Numerous factors increase the risk of depression following retirement from a professional sport. However, we often study each factor without considering the other factors, and little is known if athletic identify and retirement reasons are associated with depression later in life. Therefore, the authors examined relationships between career-ending injury, chronic pain, athletic identity, and depressive symptoms in 307 retired United Kingdom professional footballers (~47 years old).Participants completed an online survey, where they answered questions regarding demographic information (age, duration of career, level of career, year of retirement, reason of retirement), depressive symptoms (Short Depression-Happiness Scale), pain (11-point pain intensity numerical rating scale), and athletic identity (Athletic Identity Measurement Scale).

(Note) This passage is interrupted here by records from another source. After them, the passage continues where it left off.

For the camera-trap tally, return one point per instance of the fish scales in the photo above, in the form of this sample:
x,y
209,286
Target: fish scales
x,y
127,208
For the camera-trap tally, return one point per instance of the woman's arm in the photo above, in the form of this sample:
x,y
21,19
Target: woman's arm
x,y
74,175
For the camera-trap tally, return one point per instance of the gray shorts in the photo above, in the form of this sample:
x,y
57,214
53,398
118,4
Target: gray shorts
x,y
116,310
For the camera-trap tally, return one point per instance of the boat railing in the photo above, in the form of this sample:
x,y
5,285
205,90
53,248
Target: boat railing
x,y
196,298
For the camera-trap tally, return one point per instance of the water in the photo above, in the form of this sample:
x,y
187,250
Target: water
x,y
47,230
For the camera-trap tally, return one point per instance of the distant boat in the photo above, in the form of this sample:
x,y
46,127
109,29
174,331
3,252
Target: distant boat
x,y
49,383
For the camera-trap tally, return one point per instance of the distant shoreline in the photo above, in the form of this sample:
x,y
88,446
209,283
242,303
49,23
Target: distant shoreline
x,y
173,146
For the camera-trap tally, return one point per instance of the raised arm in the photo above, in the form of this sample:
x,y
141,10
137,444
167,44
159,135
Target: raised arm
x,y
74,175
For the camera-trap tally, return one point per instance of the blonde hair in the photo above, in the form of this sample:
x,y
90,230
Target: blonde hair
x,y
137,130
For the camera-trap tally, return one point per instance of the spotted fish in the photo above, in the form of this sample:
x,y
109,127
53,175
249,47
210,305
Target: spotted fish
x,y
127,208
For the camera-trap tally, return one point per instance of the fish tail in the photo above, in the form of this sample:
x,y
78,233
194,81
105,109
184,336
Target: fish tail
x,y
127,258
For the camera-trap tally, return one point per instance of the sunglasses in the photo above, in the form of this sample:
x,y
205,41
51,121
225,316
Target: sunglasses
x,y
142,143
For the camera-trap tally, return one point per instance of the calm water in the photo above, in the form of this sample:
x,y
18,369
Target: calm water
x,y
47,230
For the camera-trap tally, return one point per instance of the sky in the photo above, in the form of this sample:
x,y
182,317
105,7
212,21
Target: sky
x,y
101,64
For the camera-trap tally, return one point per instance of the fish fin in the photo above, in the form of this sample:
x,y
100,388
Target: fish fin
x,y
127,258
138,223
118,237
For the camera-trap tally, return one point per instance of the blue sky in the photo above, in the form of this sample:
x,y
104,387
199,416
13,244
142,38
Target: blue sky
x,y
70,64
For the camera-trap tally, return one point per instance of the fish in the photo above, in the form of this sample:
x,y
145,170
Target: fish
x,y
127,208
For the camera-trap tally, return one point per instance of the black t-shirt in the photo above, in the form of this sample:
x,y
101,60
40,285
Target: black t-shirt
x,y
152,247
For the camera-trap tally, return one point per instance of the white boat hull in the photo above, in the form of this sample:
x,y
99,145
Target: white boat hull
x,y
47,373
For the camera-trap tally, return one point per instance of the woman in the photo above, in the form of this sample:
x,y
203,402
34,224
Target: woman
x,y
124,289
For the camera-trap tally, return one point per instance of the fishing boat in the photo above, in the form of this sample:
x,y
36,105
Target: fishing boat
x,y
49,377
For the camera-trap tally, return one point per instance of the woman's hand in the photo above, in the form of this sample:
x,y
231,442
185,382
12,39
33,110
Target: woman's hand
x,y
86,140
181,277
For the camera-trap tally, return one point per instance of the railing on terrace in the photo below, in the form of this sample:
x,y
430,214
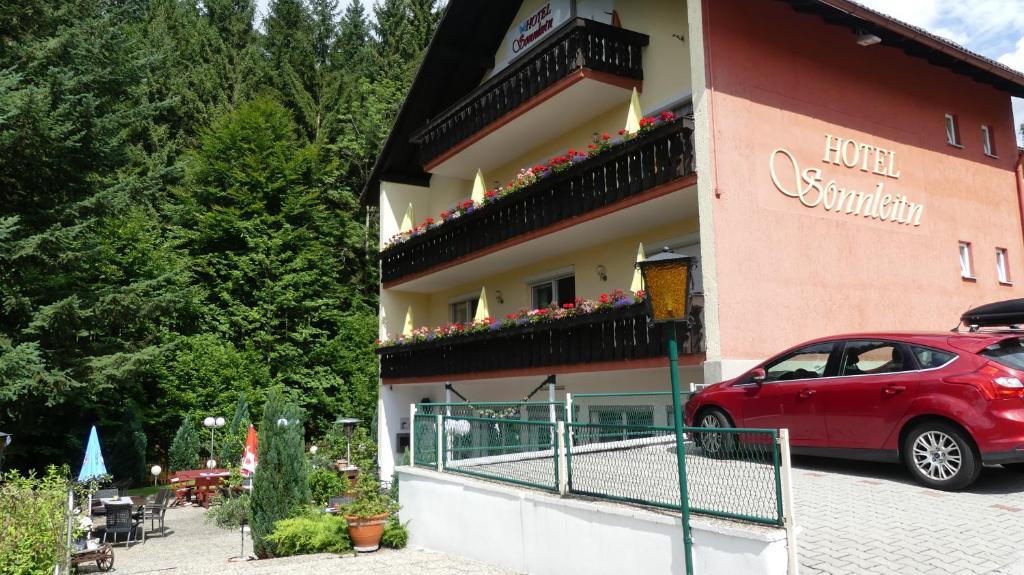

The authors found that 48 participants (16%) reported depressive symptoms. Within the depressed cohort, career ending injury (73%) and injury-related pain (96%) were the main reasons they retired. In the non-depressed cohort injury-related pain (64%) and family/personal reason (43%) were the main reasons for retirement. The athletes reporting depression symptoms were also younger and more recently retired. Lastly, the authors found that athletes were 3 times more likely to be depressed if they retired due to the injury, and they were almost 1.5 times more likely to be depressed if they reported chronic pain and a greater sense of athletic identity.

Many of the athletes reported that presence of injury-related pain was the main reason for retirement (211; 69%); however, the authors found that one of the largest risk contributors to depression symptoms after retirement was a career-ending injury. They also found that those with a strong sense of athletic identity were more likely to be depressed. This suggests that the abruptness of leaving a career when an athlete has a significant tie to it can lead to negative emotional effects later in life. These findings provide support for retired athletes to have continued medical care. Currently, medical professionals should understand the risk factors that contribute to depression in athletes later in life. Clinicians need to educate athletes on the appropriate follow-up care especially in athletes with career-ending injuries. This follow up care may also need to include psychological support. Additionally, we may be able to advocate for other roles for the athlete to maintain some athletic identity such as participating as a coach or being involved administratively in that club or association.

Question for Discussion: Have you ever followed up with an athlete after a career ending injury? Do you think we would see similar results in a collegiate population? Do you think involvement in the athletic community (coach, lower level participants, administrating) would help the athletic identity to halter depressions symptoms?